Hay muchas injusticias a lo largo y ancho del planeta Arte. Una de ellas es el cráter Jacques Louis David. La fortuna crítica de los pintores, a lo largo de la historia, es cruel, muy cruel. La fortuna crítica del viejo jacobino David ha sido desastrosa, terrible, cruel hasta límites insospechados. ¿Por qué? El suave murmullo de la novedad, la saliva pringosa del capricho o el asqueroso hálito del márketing han tenido parte de culpa; si debemos personificar estos tres agentes no necesitaremos usar ni siquiera el 10% de nuestra masa gris; sí, habéis acertado: fueron los críticos.

Los críticos -a los que uno imagina con cabellos largos, bigote y perilla y muchas, muchas, muchas canas- pasaron de considerarle el moisés del arte contemporáneo a dejarle en un segundo término, por detrás, por ejemplo, de un producto artificioso del márketing siglo XX como Goya, que se convirtió en padre del "todismo" -o sea, de todas las escuelas posteriores de pintura, indiscriminadamente-. Yo no quiero ser tan injusto con Goya como lo fueron los críticos con David: Goya fue maestro de un Manet que se dejó caer por España en rollo turisteo, como quien se acercaba a alguna esquina del tercer mundo, y, quizá, por ende, de los impresionistas; sin embargo, esa fiebre por considerar a Goya padre del fauvismo, del expresionismo, del surrealismo... me parece exagerada -sobre todo, teniendo en cuenta un mínimo detalle: ¿cómo pudieron KiRSCHNER, O Franz Marc, POR EJEMPLO, acceder a las obras de Goya si, en aquellos neblinosos primerísimos años del XX aún no se habían comercializado catálogos de Goya en Alemania, ni se habían reproducido copias de sus obras en latitudes teutonas?... silencio; lo suponía. Sin embargo, sí que los realistas, simbolistas impresionistas, fauvistas, cubistas -¡¡¡sobre todo!!!-, futuristas, expresionistas, surrealistas, suprematistas rusos o neofuturistas rusos y mis amadísimos neoplasticistas, tuvieron acceso de primera mano a las pinturas del viejecillo David.

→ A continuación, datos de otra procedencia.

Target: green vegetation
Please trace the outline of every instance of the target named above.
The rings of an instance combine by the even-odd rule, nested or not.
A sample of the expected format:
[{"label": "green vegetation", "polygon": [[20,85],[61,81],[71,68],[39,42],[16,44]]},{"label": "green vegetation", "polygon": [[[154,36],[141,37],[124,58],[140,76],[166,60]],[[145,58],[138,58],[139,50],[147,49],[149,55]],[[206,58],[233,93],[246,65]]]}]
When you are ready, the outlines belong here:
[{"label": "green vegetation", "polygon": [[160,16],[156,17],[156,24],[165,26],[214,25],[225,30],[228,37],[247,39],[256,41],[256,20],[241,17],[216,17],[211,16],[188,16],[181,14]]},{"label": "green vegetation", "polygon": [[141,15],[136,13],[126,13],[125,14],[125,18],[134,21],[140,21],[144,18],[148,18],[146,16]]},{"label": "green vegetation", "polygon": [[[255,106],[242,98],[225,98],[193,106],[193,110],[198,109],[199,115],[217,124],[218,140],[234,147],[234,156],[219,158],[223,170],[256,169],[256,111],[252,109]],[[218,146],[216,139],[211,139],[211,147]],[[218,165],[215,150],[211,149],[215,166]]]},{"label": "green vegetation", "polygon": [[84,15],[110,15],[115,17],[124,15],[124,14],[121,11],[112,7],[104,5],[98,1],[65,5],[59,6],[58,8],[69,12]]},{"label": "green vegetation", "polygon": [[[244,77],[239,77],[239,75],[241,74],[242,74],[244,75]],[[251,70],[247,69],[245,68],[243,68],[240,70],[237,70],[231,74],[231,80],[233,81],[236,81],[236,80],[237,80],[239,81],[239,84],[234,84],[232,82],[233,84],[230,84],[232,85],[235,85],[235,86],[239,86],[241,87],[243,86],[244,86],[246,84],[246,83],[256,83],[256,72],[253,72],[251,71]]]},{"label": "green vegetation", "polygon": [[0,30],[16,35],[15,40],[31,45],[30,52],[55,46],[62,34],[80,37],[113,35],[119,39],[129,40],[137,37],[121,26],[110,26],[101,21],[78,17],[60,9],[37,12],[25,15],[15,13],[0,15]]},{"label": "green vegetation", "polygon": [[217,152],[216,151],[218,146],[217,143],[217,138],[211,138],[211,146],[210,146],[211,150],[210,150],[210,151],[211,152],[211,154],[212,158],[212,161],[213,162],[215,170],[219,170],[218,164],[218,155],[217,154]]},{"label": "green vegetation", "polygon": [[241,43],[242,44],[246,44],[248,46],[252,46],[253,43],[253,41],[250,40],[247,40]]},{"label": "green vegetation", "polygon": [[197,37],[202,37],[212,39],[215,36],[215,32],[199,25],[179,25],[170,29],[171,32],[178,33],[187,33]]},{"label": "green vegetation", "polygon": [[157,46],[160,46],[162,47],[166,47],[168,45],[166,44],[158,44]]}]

Muchos consideran sus cuadros como sermones. Y tienen razón. Pero, como suelo decir a menudo: hay sermones y "sermones". Los sermones de David, románticos, sublimes -en su sentido burke- eran deliciosos, tanto en forma como en contenido: nunca está de más emplazar a un tirano que despilfarra la pasta nacional a reflexionar mediante una pintura de inspiración clásica. Para ello, David, harto de esas formidables maquinaciones novelescas de lagrimilla fácil de Gréuze, se fija en el clasicismo, en la flexibilidad del lenguaje clásico, que se adapta a cada tiempo, a cada situación;  una pequeña nota: la gente suele pensar en lo clásico como un templo griego dórico, o en los foros romanos; tienen razón, eso es clasicismo; sin embargo, el lenguaje clásico tiene otras connotaciones: lo clásico es lo que está conformado a base de claridad y pureza de líneas, o, también, en otro ámbito, lo que permanece, lo que se convierte en imperecedero, lo que no pasa de moda. 

"Patroclo Herido".
"El juramento de los Horacios", 1785.
Cuando pintó aquel "Patroclo", un estudio magnífico de desnudo masculino, con objeto de ganar el premio de la Escuela de Bellas Artes de Roma, aún se podían ver pequeñas esquirlas Rubensianas, ciertos aires de Rembrandt, de Watteau, de Chardin. Sin embargo, poco tiempo después, en 1785, crea una obra extraordinaria, deliciosa, no sólo por su contenido, sino también por lo que tenía de ruptura con lo anterior, con la pintura del XVIII francés: "El juramento de los Horacios". Además de la temática (los horacios juran ante su padre acudir a luchar por Roma, aún sabiendo que morirán: una clara alusión a la coyuntura política francesa de la época prerrevolucionaria, y un emplazamiento a Luis XVI a sacrificarse por Francia -sin ser necesaria la muerte, claro- y dejar de derrochar el erario público), es la forma, es el uso del diseño perfecto, a lo Flaxman, o sea, puro, nítido, elevando a cotas insuperables el desarrollo del dibujo, lo que hacen de este paso, un importantísimo momento del arte: el momento en el que un artista genera un túnel y vislumbra lo que llegará 115 años después; David toma su catalejo y ve al fondo del camino a Picasso, a Mondrian y a toda la caterva de -como diría Kahnweiler- "modernos". Además, pondera la naturaleza ética del hombre frente a la política de la mujer -por favor, nada de segregación de géneros-; me explico: estos muchachos eligen morir, el sacrificio, como Héctor cuando sale acojonado de los muros de Ilión para enfrentarse al eakida Aquiles; sin embargo, miremos a la derecha, al grupo de mujeres; ¿a quién de nosotros se le escapa que si ellas pudieran elegir, negociarían, evitarían el combate, el sacrificio, harían política -y, por favor, no interpretéis el término "política" en el funesto sentido actual, sino en su esplendorosa significación clásica- como lo hubiera hecho Andrómaca, la mujer de Héctor Priamida? 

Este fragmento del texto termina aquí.